Created attachment 302691 [details] gdb log of midori Moreover, on rawhide midori (actually WebKit-gtk) simply crashes (also on kazehakase)...
> exported LC_ALL=ja LANG=ja Tried ja_JP.UTF-8 already? And maybe other Japanese charsets, like ja_JP.ISO-2022-JP, ja_JP.EUC-JP or ja_JP.SHIFT_JIS? This bug sounds charset-dependent.

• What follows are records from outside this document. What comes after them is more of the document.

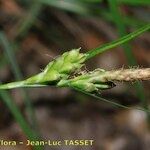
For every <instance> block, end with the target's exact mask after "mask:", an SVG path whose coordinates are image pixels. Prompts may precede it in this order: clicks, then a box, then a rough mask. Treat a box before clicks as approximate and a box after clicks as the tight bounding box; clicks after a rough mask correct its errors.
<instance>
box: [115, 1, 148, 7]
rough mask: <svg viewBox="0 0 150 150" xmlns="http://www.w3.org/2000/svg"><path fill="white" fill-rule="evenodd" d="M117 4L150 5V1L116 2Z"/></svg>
mask: <svg viewBox="0 0 150 150" xmlns="http://www.w3.org/2000/svg"><path fill="white" fill-rule="evenodd" d="M117 2H118V3H121V4H127V5H146V6H147V5H150V0H117Z"/></svg>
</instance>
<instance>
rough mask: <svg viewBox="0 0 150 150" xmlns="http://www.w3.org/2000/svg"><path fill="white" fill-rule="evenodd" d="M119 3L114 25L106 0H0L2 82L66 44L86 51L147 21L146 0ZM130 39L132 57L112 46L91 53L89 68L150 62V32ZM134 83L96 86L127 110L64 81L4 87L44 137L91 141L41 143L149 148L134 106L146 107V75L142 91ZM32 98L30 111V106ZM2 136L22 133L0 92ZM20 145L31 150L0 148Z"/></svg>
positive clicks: (0, 73) (15, 138)
mask: <svg viewBox="0 0 150 150" xmlns="http://www.w3.org/2000/svg"><path fill="white" fill-rule="evenodd" d="M114 3H115V1H114ZM116 4H117V6H116V7H117V8H119V9H118V10H119V12H118V14H119V15H121V20H118V21H119V22H120V24H119V25H117V23H116V20H117V19H118V18H117V16H116V18H115V17H114V16H115V13H114V12H113V11H112V10H111V6H110V5H111V4H110V3H109V1H105V0H103V1H102V0H93V1H92V0H91V1H90V0H70V1H69V0H55V1H54V0H43V1H42V0H1V1H0V81H1V82H2V83H6V82H11V81H17V80H21V79H24V78H27V77H30V76H32V75H34V74H36V73H39V72H40V71H41V70H42V69H43V68H44V67H45V66H46V64H47V63H49V61H51V60H53V59H55V58H56V57H57V56H58V55H61V54H62V53H63V52H65V51H68V50H71V49H74V48H79V47H81V51H82V52H87V51H89V50H90V49H92V48H95V47H97V46H100V45H102V44H103V43H107V42H111V41H113V40H115V39H117V38H119V37H120V36H123V35H124V34H127V33H129V32H132V31H134V30H136V29H138V28H140V27H141V26H143V25H145V24H147V23H149V22H150V7H149V4H150V2H148V1H145V0H143V1H139V0H137V1H132V0H131V1H128V0H120V1H117V3H116ZM124 29H125V31H124ZM128 46H129V47H131V48H129V51H130V49H131V50H132V52H133V55H131V58H130V59H127V58H126V55H125V51H124V50H125V49H128V48H125V47H123V48H122V47H117V48H115V49H113V50H109V51H108V52H105V53H102V54H101V55H98V56H96V57H95V58H93V59H91V60H89V61H88V62H87V69H88V70H93V69H95V68H98V67H99V68H103V69H106V70H112V69H118V68H121V67H124V68H129V67H131V66H132V67H133V65H131V64H133V63H130V62H132V60H134V59H135V60H136V62H137V63H136V64H135V65H134V66H135V67H140V68H141V67H145V68H146V67H149V66H150V49H149V48H150V34H149V32H146V33H144V34H142V35H141V36H140V37H138V38H136V39H135V40H134V41H132V42H131V43H129V44H128ZM128 46H127V47H128ZM133 56H134V57H133ZM141 83H142V82H141ZM134 84H135V83H116V85H117V86H116V87H115V88H113V89H110V90H106V91H102V92H101V93H102V97H104V98H106V99H107V100H110V101H112V100H113V101H115V102H117V103H120V104H123V105H125V106H130V107H132V109H123V108H120V107H117V106H115V105H113V104H110V103H106V102H103V101H100V100H98V99H95V98H93V97H90V96H86V95H84V94H82V93H79V92H76V91H73V90H71V89H67V88H62V89H58V88H55V87H46V88H29V89H13V90H9V91H7V92H8V94H9V95H10V97H11V99H12V101H13V102H15V103H16V105H17V107H18V108H19V109H20V110H21V112H22V114H23V115H24V117H25V118H26V120H27V121H28V122H29V124H30V125H31V126H32V128H33V129H34V130H36V132H37V131H38V134H40V135H41V137H42V139H51V140H64V139H93V140H94V145H93V146H88V147H76V146H70V147H65V146H62V147H52V148H50V147H45V149H54V150H55V149H56V150H60V149H67V150H78V149H86V150H98V149H99V150H101V149H102V150H103V149H104V150H149V149H150V133H149V125H150V121H149V120H150V117H149V114H148V113H146V112H144V111H141V110H138V109H136V107H137V106H138V107H142V108H143V107H144V106H146V107H149V101H150V92H149V90H150V82H149V81H147V82H143V83H142V85H143V89H144V90H142V88H141V90H140V92H139V91H138V90H137V89H136V88H135V86H134ZM141 93H142V94H141ZM140 94H141V95H140ZM142 95H144V96H145V97H146V98H145V100H144V102H143V101H141V98H140V97H141V96H142ZM29 102H30V105H32V108H31V109H33V110H34V112H35V116H33V115H32V114H31V112H30V111H29V110H28V103H29ZM0 139H6V140H17V141H20V140H22V141H25V140H26V139H27V137H26V135H25V133H24V132H23V131H22V129H21V128H20V126H19V125H18V123H17V122H16V120H15V119H14V116H13V115H12V114H11V112H10V109H9V108H8V107H7V106H6V105H5V103H4V102H3V97H0ZM20 148H21V149H25V150H30V149H32V148H31V147H24V146H22V147H21V146H16V147H15V148H14V147H2V146H0V150H1V149H8V150H9V149H10V150H12V149H15V150H17V149H18V150H19V149H20Z"/></svg>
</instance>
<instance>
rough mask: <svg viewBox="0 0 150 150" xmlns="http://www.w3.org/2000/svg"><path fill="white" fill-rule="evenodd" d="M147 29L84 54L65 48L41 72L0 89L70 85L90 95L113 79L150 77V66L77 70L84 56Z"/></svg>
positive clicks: (99, 52)
mask: <svg viewBox="0 0 150 150" xmlns="http://www.w3.org/2000/svg"><path fill="white" fill-rule="evenodd" d="M149 29H150V24H148V25H146V26H144V27H142V28H140V29H138V30H137V31H135V32H132V33H130V34H128V35H126V36H123V37H122V38H120V39H118V40H116V41H113V42H111V43H108V44H104V45H102V46H100V47H98V48H95V49H92V50H90V51H88V52H87V53H81V52H80V48H78V49H72V50H70V51H67V52H65V53H63V54H62V55H60V56H59V57H57V58H56V59H54V60H53V61H51V62H50V63H49V64H48V65H47V66H46V67H45V68H44V69H43V71H42V72H41V73H39V74H37V75H34V76H32V77H29V78H27V79H25V80H23V81H17V82H12V83H6V84H2V85H0V89H1V90H2V89H12V88H19V87H43V86H56V87H70V88H73V89H76V90H78V91H80V92H83V93H86V94H88V95H92V96H93V94H94V96H96V95H97V94H98V93H99V92H100V91H101V90H105V89H109V88H113V87H114V86H115V84H114V81H136V80H150V68H145V69H138V68H137V69H118V70H111V71H106V70H104V69H101V68H98V69H95V70H93V71H85V70H82V69H81V68H82V67H83V66H85V62H86V61H87V60H88V59H90V58H92V57H94V56H96V55H98V54H100V53H102V52H104V51H107V50H109V49H111V48H114V47H116V46H119V45H121V44H123V43H125V42H128V41H129V40H132V39H134V38H135V37H137V36H139V35H140V34H142V33H143V32H145V31H148V30H149Z"/></svg>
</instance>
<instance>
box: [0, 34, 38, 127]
mask: <svg viewBox="0 0 150 150" xmlns="http://www.w3.org/2000/svg"><path fill="white" fill-rule="evenodd" d="M0 43H1V45H2V46H3V49H4V52H5V55H6V58H7V60H9V62H10V65H11V68H12V71H13V73H14V76H15V78H16V80H21V79H23V75H22V73H21V71H20V69H19V66H18V63H17V61H16V58H15V54H14V52H13V49H12V45H11V44H10V43H9V41H8V39H7V38H6V36H5V34H4V33H3V32H0ZM21 92H22V96H23V98H24V102H25V104H26V108H27V112H28V113H29V116H30V118H29V120H30V121H31V125H32V127H34V128H35V129H36V127H37V123H36V119H35V118H36V117H35V114H34V110H33V106H32V103H31V101H30V98H29V95H28V93H27V91H26V90H22V91H21Z"/></svg>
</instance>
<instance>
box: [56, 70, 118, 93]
mask: <svg viewBox="0 0 150 150" xmlns="http://www.w3.org/2000/svg"><path fill="white" fill-rule="evenodd" d="M105 73H106V71H105V70H103V69H96V70H94V71H92V72H88V73H85V74H82V75H80V76H77V77H75V78H73V79H69V80H68V79H67V80H61V81H60V82H59V83H58V84H57V86H58V87H71V88H74V89H79V90H80V91H85V92H88V93H95V92H98V91H100V90H104V89H109V88H113V87H114V86H115V84H114V83H113V82H110V81H105V82H104V81H103V80H101V77H102V78H103V77H104V76H105Z"/></svg>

(In reply to comment #14) > > exported LC_ALL=ja LANG=ja > > Tried ja_JP.UTF-8 already? And maybe other Japanese charsets, like > ja_JP.ISO-2022-JP, ja_JP.EUC-JP or ja_JP.SHIFT_JIS? This bug sounds > charset-dependent. I've tried all of those, with no luck. It renders properly for me with each. :-/
WebKit svn32012 seems happy with midori and kazehakase on rawhide. dist-f9 scratch build: http://koji.fedoraproject.org/koji/taskinfo?taskID=572401 http://koji.fedoraproject.org/scratch/mtasaka/task_572401/ Now trying dist-f8-updates-candidate build: http://koji.fedoraproject.org/koji/taskinfo?taskID=572457
Created attachment 302906 [details] screenshot of midori with WebKit r32012
Mock is building an updated snapshot for this, which should be done by the time CVS finishes branching and whatnot. (No API/ABI changes according to upstream, so no worries about rebuilding packages.) Thanks for the testing!
WebKit-1.0.0-0.8.svn31787.fc8, midori-0.0.17-3.fc8, kazehakase-0.5.4-2.fc8 has been pushed to the Fedora 8 stable repository. If problems still persist, please make note of it in this bug report.

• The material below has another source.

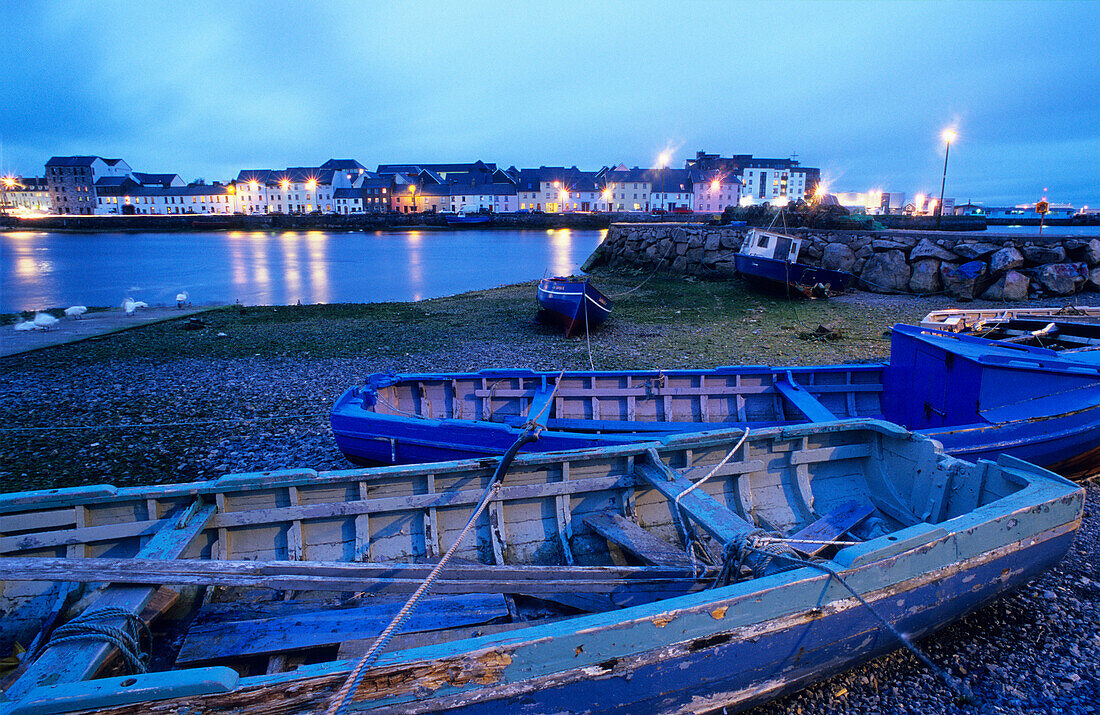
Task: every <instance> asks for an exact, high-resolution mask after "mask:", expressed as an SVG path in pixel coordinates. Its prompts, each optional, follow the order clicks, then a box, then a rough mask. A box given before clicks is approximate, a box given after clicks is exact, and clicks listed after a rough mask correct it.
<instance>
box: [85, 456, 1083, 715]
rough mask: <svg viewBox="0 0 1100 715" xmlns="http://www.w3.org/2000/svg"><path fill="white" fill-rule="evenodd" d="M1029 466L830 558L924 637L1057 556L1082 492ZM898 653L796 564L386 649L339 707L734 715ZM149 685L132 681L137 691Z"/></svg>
mask: <svg viewBox="0 0 1100 715" xmlns="http://www.w3.org/2000/svg"><path fill="white" fill-rule="evenodd" d="M1014 466H1020V465H1014ZM1024 469H1027V467H1026V465H1024ZM1031 472H1032V478H1033V481H1032V483H1031V484H1030V485H1029V486H1027V487H1024V488H1023V489H1022V491H1021V492H1016V493H1014V494H1012V495H1009V496H1007V497H1003V498H1002V500H999V502H997V503H996V504H998V505H999V507H1000V508H990V507H991V506H992V505H990V507H987V508H983V509H979V510H978V511H975V513H970V514H966V515H963V516H959V517H956V518H954V519H950V520H948V521H945V522H943V524H941V525H930V524H917V525H914V526H913V527H910V528H909V529H905V530H904V531H901V532H898V535H897V536H898V539H897V541H898V542H899V544H900V546H899V547H897V548H894V549H893V550H891V551H890V552H889V553H887V554H886V555H882V557H881V558H877V555H876V552H875V551H868V552H862V553H860V552H857V553H853V554H848V557H845V558H842V555H840V554H838V555H837V558H836V560H835V561H833V562H829V563H831V565H832V566H833V568H834V569H838V570H840V573H842V574H843V576H844V577H845V580H846V581H847V582H848V583H849V584H850V585H851V586H853V587H854V588H855V590H856V591H857V592H859V593H860V594H861V595H864V597H865V598H866V599H867V601H868V602H869V603H870V604H871V605H872V607H873V608H875V609H876V612H877V613H878V614H879V615H881V616H882V617H884V618H886V619H887V620H888V621H889V623H891V624H892V625H893V627H895V628H897V629H899V630H901V631H902V632H905V634H908V635H910V636H911V637H914V638H920V637H922V636H925V635H928V634H931V632H933V631H935V630H937V629H939V628H942V627H944V626H946V625H948V624H950V623H953V621H955V620H958V619H959V618H963V617H964V616H966V615H967V614H968V613H971V612H972V610H975V609H977V608H979V607H981V606H982V605H985V604H987V603H988V602H990V601H991V599H993V598H996V597H998V596H1000V595H1002V594H1004V593H1005V592H1009V591H1011V590H1013V588H1016V587H1020V586H1021V585H1023V584H1025V583H1026V582H1027V581H1030V580H1031V579H1034V577H1035V576H1036V575H1038V574H1040V573H1042V572H1043V571H1044V570H1046V569H1048V568H1051V566H1052V565H1054V564H1055V563H1057V562H1058V561H1059V560H1060V559H1062V558H1063V557H1064V555H1065V553H1066V552H1067V551H1068V549H1069V548H1070V546H1071V543H1073V539H1074V535H1075V532H1076V530H1077V529H1078V528H1079V525H1080V518H1081V511H1082V507H1084V493H1082V491H1081V489H1074V488H1073V486H1071V485H1068V484H1066V483H1064V482H1063V481H1062V480H1057V477H1054V476H1053V475H1047V476H1043V475H1041V474H1038V473H1037V471H1035V470H1031ZM867 546H868V547H870V546H871V544H870V543H868V544H867ZM899 647H900V643H899V642H898V640H897V638H895V636H893V635H892V634H891V632H889V631H888V630H887V629H886V628H883V627H882V626H881V623H880V621H879V619H878V617H877V616H876V615H875V614H873V613H871V612H870V610H869V609H868V608H866V607H865V606H862V605H861V604H859V603H858V602H857V601H856V599H855V598H853V597H851V596H850V594H849V593H848V592H847V591H846V590H845V588H844V587H843V586H840V585H839V584H837V583H835V582H833V581H832V579H831V576H828V575H826V574H824V573H821V572H820V571H816V570H814V569H811V568H802V569H800V570H798V571H793V572H787V573H780V574H773V575H770V576H763V577H760V579H756V580H753V581H751V582H745V583H740V584H734V585H730V586H724V587H719V588H714V590H709V591H704V592H701V593H695V594H690V595H685V596H679V597H675V598H671V599H667V601H663V602H661V603H657V604H652V605H650V606H637V607H634V608H629V609H625V610H618V612H613V613H608V614H596V615H592V616H583V617H579V618H575V619H571V620H570V621H568V623H563V624H546V625H541V626H537V627H532V628H529V629H525V630H521V631H515V632H514V635H511V636H510V637H507V638H499V637H489V636H486V637H481V638H477V639H473V640H469V641H465V642H463V643H462V645H461V650H459V648H460V647H459V646H450V647H449V646H447V645H443V646H429V647H425V648H421V649H418V650H417V651H409V652H408V653H406V654H404V657H399V656H398V654H394V653H386V654H384V656H383V657H382V658H381V659H379V660H378V662H377V663H376V664H375V665H374V667H372V669H371V670H370V671H368V672H367V674H366V675H365V676H364V679H363V681H362V683H361V685H360V687H359V689H357V690H356V691H355V694H354V695H353V697H352V701H351V702H350V703H349V705H350V708H351V709H352V711H354V712H371V713H429V712H448V713H465V714H470V715H474V714H476V715H481V714H485V715H489V714H495V713H499V712H502V709H506V711H507V712H509V713H521V714H522V713H529V714H531V715H533V714H537V713H547V712H555V713H580V712H584V713H617V714H623V715H630V714H634V713H639V712H645V713H702V712H709V711H713V709H715V708H719V707H727V708H728V709H729V711H730V712H739V711H744V709H747V708H749V707H751V706H753V705H757V704H760V703H762V702H764V701H768V700H771V698H774V697H777V696H779V695H781V694H783V693H788V692H793V691H796V690H800V689H801V687H804V686H806V685H807V684H810V683H811V682H813V681H816V680H820V679H822V678H823V676H826V675H829V674H833V673H836V672H839V671H843V670H846V669H848V668H851V667H854V665H856V664H858V663H860V662H864V661H866V660H869V659H871V658H875V657H878V656H881V654H884V653H887V652H890V651H893V650H895V649H898V648H899ZM353 664H354V663H353V662H352V661H342V662H333V663H323V664H318V665H305V667H301V668H299V669H298V670H297V671H294V672H287V673H278V674H274V675H266V676H253V678H248V679H242V680H241V681H240V682H237V683H234V684H233V685H232V686H231V690H229V692H217V693H211V694H207V695H190V696H182V697H165V695H164V694H163V693H162V694H160V695H157V694H155V691H154V690H151V691H149V692H150V693H153V694H152V695H150V694H146V695H145V697H146V700H145V701H144V702H140V703H135V704H129V705H121V706H118V707H111V708H102V709H101V711H100V712H102V713H116V714H121V713H139V712H147V711H149V706H150V703H149V700H150V698H152V700H161V702H158V703H157V705H156V707H157V712H163V713H176V714H182V713H185V712H186V713H188V714H189V715H198V714H205V713H209V714H211V715H212V714H215V713H223V712H231V711H233V712H235V711H238V709H241V708H246V707H249V706H250V705H256V706H260V707H271V706H272V703H281V704H282V705H283V706H284V707H285V708H286V711H287V712H315V711H319V709H321V708H323V707H324V706H326V705H327V704H328V702H329V700H330V698H331V696H332V695H333V693H335V691H337V690H338V689H339V687H340V686H341V685H342V684H343V682H344V680H345V678H346V674H348V671H349V670H350V668H351V667H352V665H353ZM185 672H186V671H185ZM689 674H690V676H689ZM149 678H151V675H143V676H135V678H134V680H135V681H140V684H139V687H140V686H141V685H145V684H146V680H145V679H149ZM131 684H133V683H131ZM261 703H262V705H261ZM250 712H251V711H250ZM257 712H259V711H257Z"/></svg>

WebKit r32416 scratch build: dist-f8-updates-candidate: http://koji.fedoraproject.org/koji/taskinfo?taskID=580074 http://koji.fedoraproject.org/scratch/mtasaka/task_580074/ dist-f9: http://koji.fedoraproject.org/koji/taskinfo?taskID=580048 http://koji.fedoraproject.org/scratch/mtasaka/task_580048/ With this revision, midori/kazehakase don't crash.
midori-0.0.17-3.fc7, WebKit-1.0.0-0.8.svn31787.fc7 has been pushed to the Fedora 7 stable repository. If problems still persist, please make note of it in this bug report.
I believe this has been sufficiently fixed with recent updates (noted by the Bodhi comments); so closing as ERRATA. Please feel free to re-open this bug with more details if the issue persists. Thanks.